J'arrive de chez Mr Picard, où j'ai trouvé Mlle de Mauroy, qui attend toujours votre lettre de réception de sa lampe (Cherche-Midi 16); veuillez lui écrire cette lettre de remerciement, elle y tient beaucoup.
Mr Picard m'a dit qu'il vous enverrait, au milieu de la semaine prochaine, tous vos objets, c'est le moule nouveau des candélabres qui l'a retardé.
Ecrivez tout simplement au R. P. Archier, Supérieur des Missionnaires de N. D. de la Salette, ou à son remplaçant, rue Neuve, Grenoble (Isère). Il vous expédierait de suite l'eau que vous désirez. Demandez-en une cantine; dites-leur que c'est de ma part.
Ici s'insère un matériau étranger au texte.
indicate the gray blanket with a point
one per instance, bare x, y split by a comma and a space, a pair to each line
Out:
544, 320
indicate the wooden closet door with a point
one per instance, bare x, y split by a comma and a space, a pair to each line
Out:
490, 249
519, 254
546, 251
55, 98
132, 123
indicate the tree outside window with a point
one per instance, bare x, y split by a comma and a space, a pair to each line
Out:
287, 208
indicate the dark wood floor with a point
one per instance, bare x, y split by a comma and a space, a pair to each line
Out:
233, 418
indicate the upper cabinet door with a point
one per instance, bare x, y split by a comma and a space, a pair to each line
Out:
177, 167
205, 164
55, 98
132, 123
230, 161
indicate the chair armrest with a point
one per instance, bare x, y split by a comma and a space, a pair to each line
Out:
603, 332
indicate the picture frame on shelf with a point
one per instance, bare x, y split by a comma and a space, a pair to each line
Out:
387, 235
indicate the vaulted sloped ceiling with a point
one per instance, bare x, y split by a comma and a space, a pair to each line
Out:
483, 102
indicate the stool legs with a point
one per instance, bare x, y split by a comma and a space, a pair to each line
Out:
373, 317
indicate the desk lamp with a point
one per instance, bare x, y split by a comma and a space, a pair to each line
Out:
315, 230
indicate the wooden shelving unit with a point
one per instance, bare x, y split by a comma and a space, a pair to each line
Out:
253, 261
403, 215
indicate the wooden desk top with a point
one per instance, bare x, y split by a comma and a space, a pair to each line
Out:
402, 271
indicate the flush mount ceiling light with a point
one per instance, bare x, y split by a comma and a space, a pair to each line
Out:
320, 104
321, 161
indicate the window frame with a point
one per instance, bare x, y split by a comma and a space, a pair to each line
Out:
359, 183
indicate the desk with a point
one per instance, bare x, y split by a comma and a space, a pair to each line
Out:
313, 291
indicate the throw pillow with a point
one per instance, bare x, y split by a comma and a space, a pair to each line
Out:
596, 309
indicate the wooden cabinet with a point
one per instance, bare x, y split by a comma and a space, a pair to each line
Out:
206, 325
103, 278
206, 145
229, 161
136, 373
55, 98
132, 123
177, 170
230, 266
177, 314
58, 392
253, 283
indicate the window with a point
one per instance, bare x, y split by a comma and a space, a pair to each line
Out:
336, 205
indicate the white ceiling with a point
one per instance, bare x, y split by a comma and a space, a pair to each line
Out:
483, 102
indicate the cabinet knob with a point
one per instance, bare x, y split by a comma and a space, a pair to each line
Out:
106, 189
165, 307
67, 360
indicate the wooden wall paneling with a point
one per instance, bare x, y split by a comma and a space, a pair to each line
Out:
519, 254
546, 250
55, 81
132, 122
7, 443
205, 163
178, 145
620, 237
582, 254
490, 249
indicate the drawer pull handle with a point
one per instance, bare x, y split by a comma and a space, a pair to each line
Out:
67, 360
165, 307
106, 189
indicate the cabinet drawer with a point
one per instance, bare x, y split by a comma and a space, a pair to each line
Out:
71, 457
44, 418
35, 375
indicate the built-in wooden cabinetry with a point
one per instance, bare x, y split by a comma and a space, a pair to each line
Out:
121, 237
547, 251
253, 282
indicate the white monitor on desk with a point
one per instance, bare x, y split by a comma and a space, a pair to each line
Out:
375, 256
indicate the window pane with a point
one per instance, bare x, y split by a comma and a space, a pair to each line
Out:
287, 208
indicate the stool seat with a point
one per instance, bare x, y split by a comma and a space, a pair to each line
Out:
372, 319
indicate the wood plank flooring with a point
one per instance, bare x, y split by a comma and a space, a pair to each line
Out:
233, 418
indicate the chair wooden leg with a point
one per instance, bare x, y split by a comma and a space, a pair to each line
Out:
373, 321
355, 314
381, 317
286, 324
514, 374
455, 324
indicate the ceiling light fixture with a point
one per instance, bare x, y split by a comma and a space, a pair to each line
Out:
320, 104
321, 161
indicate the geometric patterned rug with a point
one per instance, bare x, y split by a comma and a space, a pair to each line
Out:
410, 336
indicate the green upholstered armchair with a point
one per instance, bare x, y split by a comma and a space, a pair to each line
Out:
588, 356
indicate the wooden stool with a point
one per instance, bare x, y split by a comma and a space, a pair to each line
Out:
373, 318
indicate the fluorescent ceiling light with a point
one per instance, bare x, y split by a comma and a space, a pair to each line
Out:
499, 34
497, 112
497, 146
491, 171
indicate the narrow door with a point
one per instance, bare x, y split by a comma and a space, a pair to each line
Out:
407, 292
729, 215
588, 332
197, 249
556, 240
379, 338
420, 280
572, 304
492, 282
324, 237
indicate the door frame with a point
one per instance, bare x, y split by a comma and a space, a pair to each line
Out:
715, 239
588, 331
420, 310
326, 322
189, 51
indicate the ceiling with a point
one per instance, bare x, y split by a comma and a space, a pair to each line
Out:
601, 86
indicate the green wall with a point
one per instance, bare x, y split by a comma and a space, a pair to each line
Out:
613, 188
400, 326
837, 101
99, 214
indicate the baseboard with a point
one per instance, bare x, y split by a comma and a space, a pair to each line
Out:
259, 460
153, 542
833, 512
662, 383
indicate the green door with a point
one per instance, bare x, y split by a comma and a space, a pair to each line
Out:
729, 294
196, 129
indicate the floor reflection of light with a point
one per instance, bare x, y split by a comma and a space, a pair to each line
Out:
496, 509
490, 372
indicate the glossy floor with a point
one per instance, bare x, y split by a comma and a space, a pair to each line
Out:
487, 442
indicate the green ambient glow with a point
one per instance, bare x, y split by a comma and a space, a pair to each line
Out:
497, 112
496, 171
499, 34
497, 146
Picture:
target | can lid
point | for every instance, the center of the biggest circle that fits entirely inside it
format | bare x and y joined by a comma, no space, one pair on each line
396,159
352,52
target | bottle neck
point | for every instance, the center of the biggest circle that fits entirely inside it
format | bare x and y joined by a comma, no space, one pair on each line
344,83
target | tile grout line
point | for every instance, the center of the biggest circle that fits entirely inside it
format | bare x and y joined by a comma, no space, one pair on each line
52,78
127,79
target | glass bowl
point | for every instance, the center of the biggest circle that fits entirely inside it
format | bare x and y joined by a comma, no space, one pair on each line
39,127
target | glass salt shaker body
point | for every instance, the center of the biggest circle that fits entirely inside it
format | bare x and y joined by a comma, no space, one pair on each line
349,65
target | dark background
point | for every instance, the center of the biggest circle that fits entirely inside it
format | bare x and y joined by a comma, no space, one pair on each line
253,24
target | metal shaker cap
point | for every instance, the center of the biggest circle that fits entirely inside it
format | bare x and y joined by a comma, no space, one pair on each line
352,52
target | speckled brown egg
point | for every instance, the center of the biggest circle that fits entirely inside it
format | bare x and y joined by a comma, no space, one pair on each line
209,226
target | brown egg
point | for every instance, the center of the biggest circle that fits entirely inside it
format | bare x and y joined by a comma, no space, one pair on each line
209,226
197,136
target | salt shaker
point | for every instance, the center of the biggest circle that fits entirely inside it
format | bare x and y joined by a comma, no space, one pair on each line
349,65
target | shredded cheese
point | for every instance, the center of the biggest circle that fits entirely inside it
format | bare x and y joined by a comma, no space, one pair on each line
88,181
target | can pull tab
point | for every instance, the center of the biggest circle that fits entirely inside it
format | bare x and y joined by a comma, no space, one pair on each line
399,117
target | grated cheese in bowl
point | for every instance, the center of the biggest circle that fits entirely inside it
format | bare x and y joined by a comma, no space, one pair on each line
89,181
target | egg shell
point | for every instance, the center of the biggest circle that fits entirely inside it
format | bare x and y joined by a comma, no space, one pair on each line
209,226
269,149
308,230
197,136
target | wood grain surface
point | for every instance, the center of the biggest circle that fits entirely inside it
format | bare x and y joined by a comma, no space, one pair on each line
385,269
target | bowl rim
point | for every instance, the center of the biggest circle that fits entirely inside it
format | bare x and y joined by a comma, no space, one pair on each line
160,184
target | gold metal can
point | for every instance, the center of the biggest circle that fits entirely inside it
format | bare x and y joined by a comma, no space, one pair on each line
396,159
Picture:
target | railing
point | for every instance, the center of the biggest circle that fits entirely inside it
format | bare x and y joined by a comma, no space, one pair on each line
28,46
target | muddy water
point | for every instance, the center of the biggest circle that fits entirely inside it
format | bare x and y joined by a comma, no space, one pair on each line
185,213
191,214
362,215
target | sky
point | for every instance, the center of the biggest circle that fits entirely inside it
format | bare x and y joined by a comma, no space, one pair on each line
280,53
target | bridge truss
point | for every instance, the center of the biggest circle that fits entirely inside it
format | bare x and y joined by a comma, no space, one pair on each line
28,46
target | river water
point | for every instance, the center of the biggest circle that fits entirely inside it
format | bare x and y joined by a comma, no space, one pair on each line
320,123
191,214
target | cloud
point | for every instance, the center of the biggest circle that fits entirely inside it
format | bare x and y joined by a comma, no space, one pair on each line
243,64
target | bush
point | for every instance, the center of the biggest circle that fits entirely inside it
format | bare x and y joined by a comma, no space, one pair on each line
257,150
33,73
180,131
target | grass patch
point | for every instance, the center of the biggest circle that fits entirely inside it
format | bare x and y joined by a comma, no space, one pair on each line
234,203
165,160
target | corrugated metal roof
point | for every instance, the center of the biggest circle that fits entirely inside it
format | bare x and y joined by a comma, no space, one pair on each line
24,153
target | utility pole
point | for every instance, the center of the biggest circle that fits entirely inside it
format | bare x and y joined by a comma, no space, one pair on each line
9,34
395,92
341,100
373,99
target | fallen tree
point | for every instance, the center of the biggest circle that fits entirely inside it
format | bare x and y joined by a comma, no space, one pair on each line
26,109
Le P. Champion corrige les épreuves du Missel et du Bréviaire de Mr Adrien Le Clère: je suis tellement habitué aux déceptions que je n'ose plus rien espérer d'avance.
Paris jouit d'une chaleur qui vous ferait envie, si vous n'étiez à Marseille; on n'ose presque pas sortir; aussi les rues ne sont elles pas encore encombrées.
Hier, illumination pour la paix: les honnêtes gens s'en réjouissent, les révolutionnaires en sont mécontents. On attend avec plaisir l'Empereur; seulement comme la flotte est toujours chargée de bombes et de marins, on dit: mais pour que cela ne soit pas perdu, l'Empereur devrait saluer avec cela l'Angleterre et lui dire son arrivée victorieuse.
Adieu, bon Père.
Tout vôtre, et toute la maison vous embrasse; les haricots verts sont si nombreux, qu'ils sèchent presque sur la table.
EYMARD.
P. S. La caisse est en cuivre.
Paris, 15 Juillet 1859.
J'ai reçu hier, chère soeur, votre bonne lettre; je n'osais pas vous écrire à Amplepuis, ignorant votre séjour.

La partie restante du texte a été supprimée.